Pledge Empire Records recently hit its 10th anniversary, and it’s no surprise to the brothers behind the label. Cedric Dildy and Prince Carlton said they’ve always dreamed big.
“Nobody could tell us we were not going to the NBA,” Dildy said with a laugh.
“We think out in the sky,” Carlton said. “…I don’t think you can do the entertainment business and be realistic. You’ve got to be a crazy thinker.”
Originally from Virginia Beach, Dildy (who performs under the name Ced Linus) and Carlton came to Minnesota on scholarship to play basketball at Bethany Lutheran College in Mankato.
“We didn’t know anything about Minnesota,” Dildy said. “All we knew is Kevin Garnett and Prince.”
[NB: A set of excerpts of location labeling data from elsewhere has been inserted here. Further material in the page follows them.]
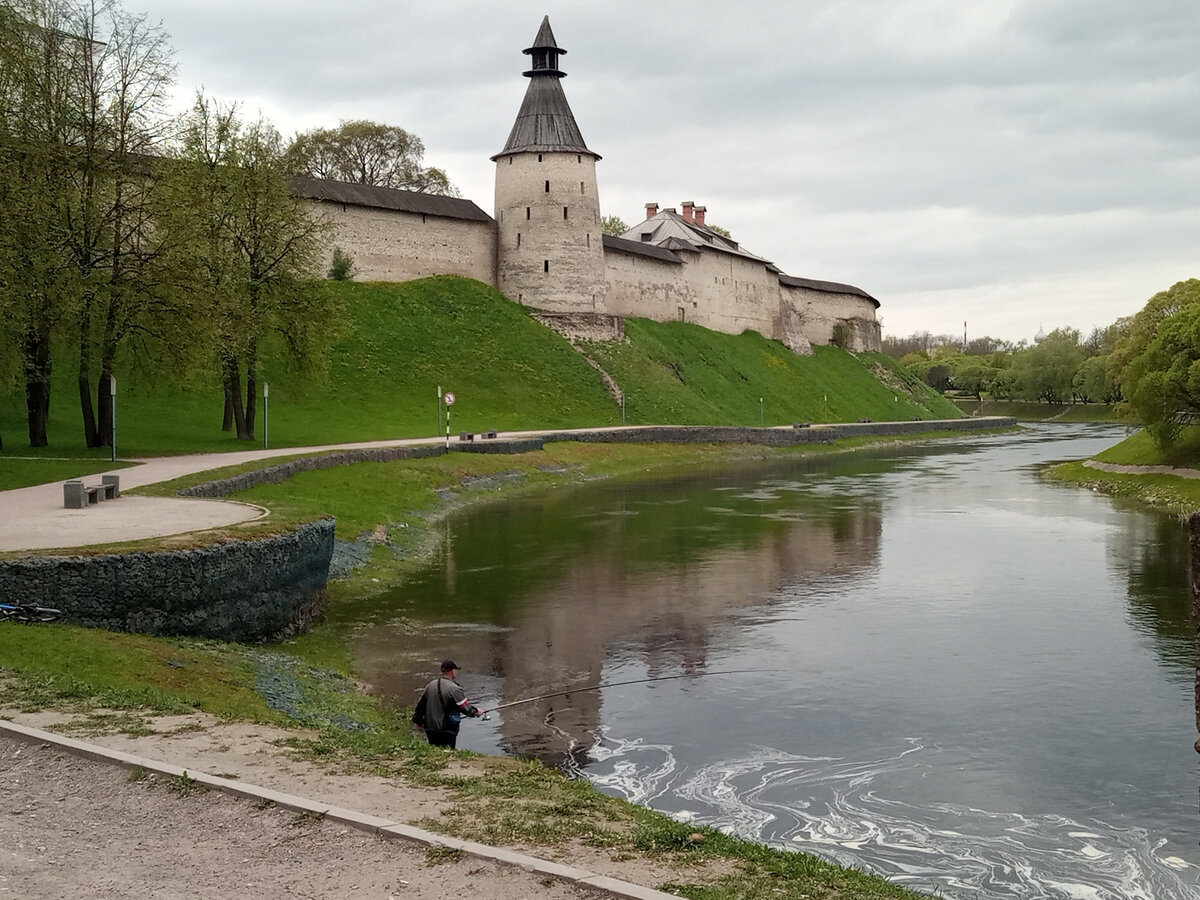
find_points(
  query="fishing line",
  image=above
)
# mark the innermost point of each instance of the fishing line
(618, 684)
The rappers passed out their mixtapes and CDs at school. When they saw artists release independent projects without major label backing, they decided to do the same, naming the label Pledge Empire after their early rap group.
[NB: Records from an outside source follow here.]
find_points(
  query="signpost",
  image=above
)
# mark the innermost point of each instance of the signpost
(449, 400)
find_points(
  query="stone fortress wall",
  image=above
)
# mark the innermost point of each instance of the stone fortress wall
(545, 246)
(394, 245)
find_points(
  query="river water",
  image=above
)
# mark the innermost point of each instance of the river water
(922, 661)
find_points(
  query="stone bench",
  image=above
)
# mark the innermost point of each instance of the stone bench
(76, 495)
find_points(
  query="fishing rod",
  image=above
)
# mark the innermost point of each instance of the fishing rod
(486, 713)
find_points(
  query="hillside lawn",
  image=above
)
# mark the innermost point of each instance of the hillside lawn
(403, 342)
Dildy remembers their first recording session, leaving school at 2 p.m. and traveling to a cabin where they recorded until 2 a.m. and mixed tracks in the morning. Today, Dildy records at his home in Stevens Square, creating beats on his keyboard. Aside from street noise in summer, the home setup is ideal, he said.
“When you get an idea, you just go ahead and work on it,” he said.
The Current featured Lights — a Summer Sessions track Dildy wrote top-to-bottom in 40 minutes — as Song of the Day in April.
Other artists signed to the label include Sti-Lo Reel (a fellow student at Bethany), Niko Slim, D.J. Airman Heat, Louie P, Rosei 22 of Australia and Mastermind of London.
Pledge Empire also throws dance parties, recently launching its first kids’ dance party at Can Can Wonderland in St. Paul. At other dance parties, like the upcoming Eminem Day at the James Ballentine VFW Jan. 14, they play a single artist’s music all night. They have devoted nights to Michael Jackson (which attracted a Jackson impersonator), Tupac (which sold out), Biggie and Dr. Dre.
Dildy booked January tour dates in Australia — “There’s a big world out there,” he said — and he will release his EP Winter Sessions in the coming weeks. A documentary on the project is underway, featuring his recent performance at The Warming House. Dildy said winter’s dead leaves and the slow beats provide a chance to prepare for spring.
“It’s a time of year when you’ve got to get rid of baggage,” he said. “Getting it out of the way and making room for something new.”